Several risk factors have been found for PRCA after HSCT, mainly including ABO blood group incompatibility (especially in blood group A donor to blood group O recipient, with IH titer higher than 1:16) and sibling donor (4, 11, 16, 17). In our study, all the patients were blood group O, with IH titers above 1:16, while the blood group of donors were 1 case of A and 2 cases of B. And all the 3 cases received sibling HSCT. In terms of risk factors for PRCA occurrence, our study is consistent with previous reports.

Regarding the treatment of PRCA after HSCT, with supportive RBC transfusion, there is a high probability of spontaneous remission after 1∼2 months or so. But beyond 2 months, other treatments would be required (3, 9, 18, 19). Immunosuppressive therapy, such as CsA is currently the first-line choice, with an effective rate of 65%-87% (19–22). For patients unresponsive to CsA, other regimens such as tacrolimus, rituximab, plasma exchange, and DLI have been reported, but the efficacy was controversial among centers (10, 12). In our study, all three cases were treated with immunosuppressive therapy and RBC transfusion after the diagnosis of PRCA, but the result was not significantly effective, patients are still dependent on RBC transfusion. So we tried new treatments of cell therapy.

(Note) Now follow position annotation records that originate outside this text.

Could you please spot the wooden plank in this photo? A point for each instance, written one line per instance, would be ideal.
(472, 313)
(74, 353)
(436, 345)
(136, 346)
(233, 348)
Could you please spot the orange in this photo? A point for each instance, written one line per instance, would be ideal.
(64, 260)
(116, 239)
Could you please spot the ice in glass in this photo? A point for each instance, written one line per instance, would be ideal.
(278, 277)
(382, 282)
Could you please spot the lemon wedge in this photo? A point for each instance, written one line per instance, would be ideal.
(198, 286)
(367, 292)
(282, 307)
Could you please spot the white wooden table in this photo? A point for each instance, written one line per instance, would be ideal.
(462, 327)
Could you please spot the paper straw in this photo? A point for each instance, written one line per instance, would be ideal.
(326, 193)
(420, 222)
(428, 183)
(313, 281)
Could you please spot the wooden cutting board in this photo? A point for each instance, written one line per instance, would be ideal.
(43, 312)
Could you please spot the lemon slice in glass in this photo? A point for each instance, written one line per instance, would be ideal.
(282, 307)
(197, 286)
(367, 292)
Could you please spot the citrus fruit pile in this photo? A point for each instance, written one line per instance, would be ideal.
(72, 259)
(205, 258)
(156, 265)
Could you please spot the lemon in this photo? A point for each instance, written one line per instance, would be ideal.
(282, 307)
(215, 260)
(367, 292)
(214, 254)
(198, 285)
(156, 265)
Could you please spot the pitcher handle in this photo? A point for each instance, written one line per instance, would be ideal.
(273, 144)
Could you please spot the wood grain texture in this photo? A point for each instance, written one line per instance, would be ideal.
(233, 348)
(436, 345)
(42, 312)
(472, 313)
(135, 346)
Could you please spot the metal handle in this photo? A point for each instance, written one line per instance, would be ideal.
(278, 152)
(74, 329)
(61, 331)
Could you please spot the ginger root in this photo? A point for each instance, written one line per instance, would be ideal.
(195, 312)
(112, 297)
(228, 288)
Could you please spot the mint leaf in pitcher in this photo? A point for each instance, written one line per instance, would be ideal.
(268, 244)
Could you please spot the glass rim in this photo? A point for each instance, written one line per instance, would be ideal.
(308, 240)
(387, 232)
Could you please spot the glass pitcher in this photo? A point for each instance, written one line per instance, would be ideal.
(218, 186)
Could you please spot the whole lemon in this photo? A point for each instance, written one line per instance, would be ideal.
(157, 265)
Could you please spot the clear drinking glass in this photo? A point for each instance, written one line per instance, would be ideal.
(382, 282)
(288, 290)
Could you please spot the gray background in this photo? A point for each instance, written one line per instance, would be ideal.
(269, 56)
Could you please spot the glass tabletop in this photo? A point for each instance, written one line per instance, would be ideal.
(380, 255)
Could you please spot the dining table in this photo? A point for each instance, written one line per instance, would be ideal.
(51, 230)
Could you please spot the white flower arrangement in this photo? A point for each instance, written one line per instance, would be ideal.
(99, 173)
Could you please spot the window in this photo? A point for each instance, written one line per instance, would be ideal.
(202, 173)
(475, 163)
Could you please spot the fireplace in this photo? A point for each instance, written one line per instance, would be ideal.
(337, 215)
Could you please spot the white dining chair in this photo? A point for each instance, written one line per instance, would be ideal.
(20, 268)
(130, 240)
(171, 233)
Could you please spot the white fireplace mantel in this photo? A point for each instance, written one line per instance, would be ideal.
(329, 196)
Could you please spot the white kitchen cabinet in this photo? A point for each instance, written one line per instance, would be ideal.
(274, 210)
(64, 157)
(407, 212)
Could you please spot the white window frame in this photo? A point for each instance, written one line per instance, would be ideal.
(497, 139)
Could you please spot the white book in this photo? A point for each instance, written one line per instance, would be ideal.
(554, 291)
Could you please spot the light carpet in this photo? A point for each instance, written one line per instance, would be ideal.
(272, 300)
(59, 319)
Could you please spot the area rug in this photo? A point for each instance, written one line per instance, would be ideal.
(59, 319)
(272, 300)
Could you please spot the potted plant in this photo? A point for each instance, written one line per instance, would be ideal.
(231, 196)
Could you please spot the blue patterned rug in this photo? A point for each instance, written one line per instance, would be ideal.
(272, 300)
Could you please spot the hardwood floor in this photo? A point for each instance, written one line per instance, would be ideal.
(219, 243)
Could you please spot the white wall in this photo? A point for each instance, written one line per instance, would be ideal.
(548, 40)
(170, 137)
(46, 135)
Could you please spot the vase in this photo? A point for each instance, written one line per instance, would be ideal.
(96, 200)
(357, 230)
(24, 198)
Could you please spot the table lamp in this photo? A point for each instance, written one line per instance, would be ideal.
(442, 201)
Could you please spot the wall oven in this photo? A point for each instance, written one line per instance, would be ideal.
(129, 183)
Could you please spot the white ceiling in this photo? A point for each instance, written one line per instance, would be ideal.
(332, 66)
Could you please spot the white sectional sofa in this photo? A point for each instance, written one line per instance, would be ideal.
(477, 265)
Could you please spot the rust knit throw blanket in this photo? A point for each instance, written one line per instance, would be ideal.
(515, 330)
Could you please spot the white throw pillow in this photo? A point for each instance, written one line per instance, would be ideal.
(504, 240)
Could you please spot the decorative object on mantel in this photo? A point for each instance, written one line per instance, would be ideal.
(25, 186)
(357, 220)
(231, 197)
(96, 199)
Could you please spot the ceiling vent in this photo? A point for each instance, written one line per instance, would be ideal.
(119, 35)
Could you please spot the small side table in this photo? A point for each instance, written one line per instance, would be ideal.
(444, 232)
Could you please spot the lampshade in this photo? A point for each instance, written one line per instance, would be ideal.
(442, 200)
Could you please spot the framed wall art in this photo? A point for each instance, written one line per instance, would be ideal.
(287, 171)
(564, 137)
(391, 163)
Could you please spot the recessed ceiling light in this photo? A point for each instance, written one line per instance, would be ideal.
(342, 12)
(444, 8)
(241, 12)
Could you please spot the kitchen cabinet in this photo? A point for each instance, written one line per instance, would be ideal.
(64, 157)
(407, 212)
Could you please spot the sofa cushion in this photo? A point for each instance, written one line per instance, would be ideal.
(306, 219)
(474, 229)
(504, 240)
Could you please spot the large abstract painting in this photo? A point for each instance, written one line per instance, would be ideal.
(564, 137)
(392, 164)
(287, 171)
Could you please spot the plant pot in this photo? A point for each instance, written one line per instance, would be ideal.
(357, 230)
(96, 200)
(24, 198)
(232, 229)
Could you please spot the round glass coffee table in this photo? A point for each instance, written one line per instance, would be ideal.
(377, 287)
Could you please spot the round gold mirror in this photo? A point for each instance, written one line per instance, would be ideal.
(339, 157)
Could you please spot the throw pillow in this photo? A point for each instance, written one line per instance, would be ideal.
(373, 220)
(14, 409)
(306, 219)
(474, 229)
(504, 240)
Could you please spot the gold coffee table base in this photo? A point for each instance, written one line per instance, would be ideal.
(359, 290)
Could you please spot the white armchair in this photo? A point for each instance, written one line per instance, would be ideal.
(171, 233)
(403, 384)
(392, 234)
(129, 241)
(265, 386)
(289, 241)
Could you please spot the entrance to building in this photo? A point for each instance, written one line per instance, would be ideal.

To our knowledge, several studies of using UCB and MSCs to treat acquired PRCA have been reported, however, cases used in PRCA after HSCT are rare (13, 15, 23–25). Two cases were reported using MSCs derived from umbilical cord and adipose to treat PRCA after ABO-mismatched allo-HSCT, and patients reached rapid recovery without any side effects (24, 25). One study used UCB to treat 4 patients with PRCA after allo-HSCT, but the efficacy was not ideal, which might because immunosuppressive agents were not allowed from 2 weeks before to 2 months after UCB infusion (23). In our study, with conventional therapy ineffective, we explored three regimens of UCB and MSCs in combination with immunosuppressive agents and RBC transfusion to treat PRCA after HSCT, all patients achieved significant progress and RBC transfusion independence. This suggests that the combination of cell infusion can effectively improve the therapeutic effect of PRCA after HSCT when conventional treatment is ineffective.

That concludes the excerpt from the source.